Over the last few years, I have begun to add leadership books to my reading list. One of my favorite statements used in one of those books is “prioritize and execute.” This idea comes from a Navy SEAL concept that, in the heat of conflict, a leader must be able to assess the situation properly, make the call, and move forward to complete a mission. This idea is something that I feel many Christ-followers should put in their walks with God. The reality is most every follower of Christ is going to say that they want to be in God’s will for their life. Most every Christian is well-meaning enough that they know sin is not acceptable, and serving Jesus with all they have is essential to growing in their walks with God and being used to further the Kingdom of God. However, we struggle with two simple concepts, prioritizing and executing.
Psalm 40:7-8 reads, “Then I said, ‘Behold, I have come; in the scroll of the book it is written of me: I delight to do your will, O my God; your law is within my heart.’” David is able to say these words only because God is guiding his heart to where we should all be. Every Christ-follower should be at a place where they are delighted to do the will of God. While a study on the will of God is vast, I believe the best way to narrow down what applicably the will of God looks like is believing what the Bible says and living out what the Bible tells us to do.
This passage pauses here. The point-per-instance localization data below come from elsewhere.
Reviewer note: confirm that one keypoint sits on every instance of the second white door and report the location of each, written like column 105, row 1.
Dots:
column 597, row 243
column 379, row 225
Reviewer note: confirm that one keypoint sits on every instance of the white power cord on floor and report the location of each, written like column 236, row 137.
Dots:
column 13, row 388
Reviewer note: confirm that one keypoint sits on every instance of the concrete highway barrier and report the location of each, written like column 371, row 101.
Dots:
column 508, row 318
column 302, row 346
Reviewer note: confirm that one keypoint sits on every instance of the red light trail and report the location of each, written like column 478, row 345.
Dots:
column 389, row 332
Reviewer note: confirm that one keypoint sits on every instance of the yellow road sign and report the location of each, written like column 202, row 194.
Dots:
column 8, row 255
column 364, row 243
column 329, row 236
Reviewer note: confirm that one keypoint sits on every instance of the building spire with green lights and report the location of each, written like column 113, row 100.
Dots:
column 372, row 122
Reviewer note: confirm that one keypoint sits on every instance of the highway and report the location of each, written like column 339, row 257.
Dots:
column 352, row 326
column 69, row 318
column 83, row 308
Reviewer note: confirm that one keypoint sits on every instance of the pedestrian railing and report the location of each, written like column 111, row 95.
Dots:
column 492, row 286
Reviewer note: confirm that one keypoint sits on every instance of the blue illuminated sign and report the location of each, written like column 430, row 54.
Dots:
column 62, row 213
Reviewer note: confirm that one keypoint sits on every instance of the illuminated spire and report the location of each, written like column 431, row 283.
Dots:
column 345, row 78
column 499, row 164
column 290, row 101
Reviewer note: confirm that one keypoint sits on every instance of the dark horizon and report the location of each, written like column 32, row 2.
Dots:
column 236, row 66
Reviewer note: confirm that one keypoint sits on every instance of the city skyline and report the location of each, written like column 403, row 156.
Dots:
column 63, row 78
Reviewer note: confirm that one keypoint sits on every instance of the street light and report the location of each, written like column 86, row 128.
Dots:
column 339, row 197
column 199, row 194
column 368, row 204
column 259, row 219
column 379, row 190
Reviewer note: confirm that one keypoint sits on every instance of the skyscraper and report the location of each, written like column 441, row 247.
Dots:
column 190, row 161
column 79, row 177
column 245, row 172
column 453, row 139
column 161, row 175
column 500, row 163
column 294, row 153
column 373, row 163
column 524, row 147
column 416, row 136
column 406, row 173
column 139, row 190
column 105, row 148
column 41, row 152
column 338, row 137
Too often, we get in arguments about what is most important in the Bible. Should we grow or serve? Should we focus on young people or older people? Should we focus on purity or prayer? Should we evangelize to many, or should we disciple a few? The reality is, if we believe what the Bible tells us, we should do it all.
The example that Jesus leaves us is infinitely vast in the ways we should apply it to our lives. Jesus was the perfect example of what taking delight in doing God’s will entails. Even in a state of blood-soaked sweat, Jesus was still focused on being obedient to the Father’s will. Matthew 26:38-39 reads, “Then he said to them, ‘My soul is very sorrowful, even to death; remain here, and watch with me.’ And going a little farther he fell on his face and prayed, saying, ‘My Father, if it be possible, let this cup pass from me; nevertheless, not as I will, but as you will.’” Jesus is the fulfillment of David’s words that even in the worst situation, He was able to be obedient and delight in what God instructed Him to do. Jesus was showing His humanity, both physically and emotionally, in a state of fear. Hebrews 12:2 says that Jesus was looking to the cross with “joy that was set before him.”
In moments of peril, in moments where Jesus only had the trust in His Father to hang on to, in moments where Jesus Himself asked if there was another solution, Jesus did not waiver in what had to be done. “Your will be done” is one of the statements that every follower of Christ should declare during every situation. Jesus was perfectly obedient, despite not being thrilled about the plan. Jesus understood the next step that was necessary to defeat the sin that plagued humanity. Jesus’ priority was to stay obedient to the Father, die on a cross for humanity’s sin, and to reconcile our relationship to God. There was a mission to complete, and Jesus took delight in what was before Him. He knew the pain, He knew what was to come, and He knew the Father would have to look away from Him when He bore the sins of all of humanity. Yet, He executed God’s plan perfectly.